New crime figures reveal Victoria’s car theft hotspots

Suburban house with car parked out front.

Sue Hewitt

Posted October 22, 2019

Car burglary statistics reveal the train station might be safer than your driveway.

The safest place for your car is at home, right? Wrong. New Victorian crime statistics show thieves target cars parked at private residences, including houses and flats.

Almost half the 18,627 cars stolen across the state in the year ending June 30, 2019 were taken from the home, including the driveway, garage and front yard, according to Crime Statistics Agency figures.

Carparks are another hotspot, with 1062 cars stolen from both single-level and multi-storey carparks, 358 from railway carparks and 267 from shopping centres.

Thefts from vehicles were also more likely to happen at home. Of the 56,284 incidents reported, 26,427 happened at residences, compared to 17,105 from cars on the street.

The top five municipalities for car theft were the cities of Hume, Casey, Greater Dandenong, Whittlesea and Moreland.

While recent models, especially top-end cars, have sophisticated security systems that make them difficult to break into, about 70 per cent of stolen cars made after 2001 are taken using the owner’s keys, according to Neighbourhood Watch Victoria chief executive Bambi Gordon.

She believes hype linking home invasions to thieves breaking in to search for car keys may be causing some people to leave their keys out in the open to avoid intruders. 

“It’s not protecting you; it’s giving your car away,” she says. “Most car thieves are opportunistic, lazy and run away if they’re seen. If you put your keys out of sight and lock your doors and windows when you are at home, they will just move on.”

Geoff Hughes, who heads up the National Motor Vehicle Theft Reduction Council agrees that most thieves are opportunistic. He says most cars stolen are valued under $10,000 and are stripped for parts or scrap metal to be sold locally or overseas.

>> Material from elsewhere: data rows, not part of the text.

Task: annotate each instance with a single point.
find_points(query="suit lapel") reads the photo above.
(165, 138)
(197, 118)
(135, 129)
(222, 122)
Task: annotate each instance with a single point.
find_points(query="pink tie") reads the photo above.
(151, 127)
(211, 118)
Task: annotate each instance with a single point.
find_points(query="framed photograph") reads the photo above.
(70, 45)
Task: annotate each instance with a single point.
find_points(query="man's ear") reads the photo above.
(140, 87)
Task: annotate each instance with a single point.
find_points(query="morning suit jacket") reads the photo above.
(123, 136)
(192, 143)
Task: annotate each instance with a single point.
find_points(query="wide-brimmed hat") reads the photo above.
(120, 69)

The council compiles its own statistics which, unlike the Crime Statistics Agency figures, exclude vehicles that have been recovered. The council’s figures show 12,889 cars were stolen and not recovered in Victoria in 2018-19.  

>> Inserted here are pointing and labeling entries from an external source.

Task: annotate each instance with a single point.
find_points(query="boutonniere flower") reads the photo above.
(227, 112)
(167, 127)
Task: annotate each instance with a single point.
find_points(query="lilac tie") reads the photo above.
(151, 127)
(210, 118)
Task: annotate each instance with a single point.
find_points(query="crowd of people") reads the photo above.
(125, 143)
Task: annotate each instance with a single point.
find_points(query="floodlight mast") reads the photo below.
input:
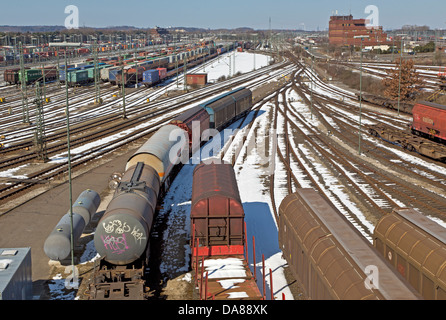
(360, 94)
(66, 45)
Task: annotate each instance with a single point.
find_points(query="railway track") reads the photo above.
(167, 109)
(382, 190)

The most common car stolen in Victoria in the 2018-19 financial year was Nissan Pulsar 1995-2000 models. Next in line was the Holden Commodore VE (2006-13), followed by two versions of the Nissan Navara – the D22 and D40 (2001-15), and finally the Holden Commodore VY (2002-04).

The council found that 43 per cent of vehicles stolen in Victoria were worth less than $5000.

In contrast, models worth more than $50,000 made up only two per cent of vehicle thefts in the state – even if the combined value of the 375 cars in this category was more than $29.4 million.

Overall, the total value of passenger and light commercial vehicles stolen in Victoria in the last financial year was more than $164 million.

Thief attempting to break into a car.

Thefts from vehicles are more likely to happen at home.


RACV’s head of vehicle engineering Michael Case reveals five ways you’re making your car a target for thieves:

  • Leaving the keys in the ignition. As obvious as it seems, leaving the keys in your ignition, even when the car is in your driveway, is an invitation for opportunistic thieves. Michael warns drivers not to fall into this common trap when ducking into a convenience store or petrol station for a few minutes.

  • Placing car keys in obvious spots inside the house. Michael says we must break the habit of leaving our keys in places like a hall table, kitchen bench or wall hook. He says you should choose an unusual place.

  • Leaving valuables in the car. If you can see that smart phone in the console, so can a thief. Valuables are a temptation to criminals and once they’ve broken in, they can steal your car. 

  • Not using the garage. Michael says every bit of added security that delays a thief may put them off. If you have gates or a garage, lock the car behind them. (Security cameras and home security systems can also be a deterrent.)

  • Letting your garden overgrow. Thieves look for overgrown gardens to hide in when stealing a car from a yard or driveway.